The attributes of one of San Antonio’s best-kept secrets are now being highlighted in a new high-tech app. That secret is Brackenridge Park’s Japanese Tea Garden, just outside the zoo.

The Japanese Tea Garden doesn’t get the tourist “love” that the River Walk and The Alamo do, but its incredible 11 acres are filled with arcing stone bridges, Japanese koi ponds and even a waterfall. Now, all of that is detailed and in your phone by way of a new app.

“It is lovingly referred to as our COVID project, something that our team worked on over the last 18 months, and it's one of the first in the nation to have an interactive augmented reality component,” The San Antonio Parks Foundation's Libby Day said.
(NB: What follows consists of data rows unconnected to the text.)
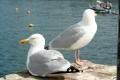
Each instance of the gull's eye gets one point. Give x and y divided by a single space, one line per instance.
33 38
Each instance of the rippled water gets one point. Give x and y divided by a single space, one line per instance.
50 19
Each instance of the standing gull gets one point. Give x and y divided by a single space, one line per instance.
77 35
41 62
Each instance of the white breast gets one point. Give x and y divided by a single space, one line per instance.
84 40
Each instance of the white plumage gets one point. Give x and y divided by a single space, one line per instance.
77 35
41 62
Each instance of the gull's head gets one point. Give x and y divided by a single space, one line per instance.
89 16
34 40
89 13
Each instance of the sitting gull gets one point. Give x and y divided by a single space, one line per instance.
41 62
77 35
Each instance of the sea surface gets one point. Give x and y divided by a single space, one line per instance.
51 17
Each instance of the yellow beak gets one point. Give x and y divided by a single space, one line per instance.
95 14
24 41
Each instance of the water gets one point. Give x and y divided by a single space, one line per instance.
50 19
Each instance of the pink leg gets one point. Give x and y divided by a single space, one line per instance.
78 61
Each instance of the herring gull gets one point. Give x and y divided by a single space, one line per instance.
77 36
41 62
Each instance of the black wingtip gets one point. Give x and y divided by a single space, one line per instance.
71 69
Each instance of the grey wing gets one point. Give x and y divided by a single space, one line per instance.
46 56
67 38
Several of the Tea Garden’s most interesting attributes have been captured in an augmented reality context, and then you take over on your phone.

“There's a koi fish augmented reality component where you can actually color your own koi fish in. And then when you swipe up, it releases it into the pond,” Day said.

Japanese Tea Garden app signage
The San Antonio Parks Foundation
Japanese Tea Garden app signage

The app is geared for both young and old visitors, with historical educational components. A family member with roots deep in the garden oversaw its historic attributes.

“The daughter of one of the family members who lived at the garden and helped operate the restaurant there in the 1920s and ‘30s was able to be a part of the app development process and help go over the history and make sure that the family history there had integrity,” she said.
Day said the interactive aspect of the app is best experienced there at the garden.

“When you walk around the garden, there are signs and they're placed at locations that are points of interest in the garden,” she said. “So the Dragon Bridge, koi pond, the pavilion and then the Torii gate at the entrance.”

QR Codes there trigger stories and pictures about the Japanese Tea Garden on your phone. The app itself, like entrance into the garden, is free.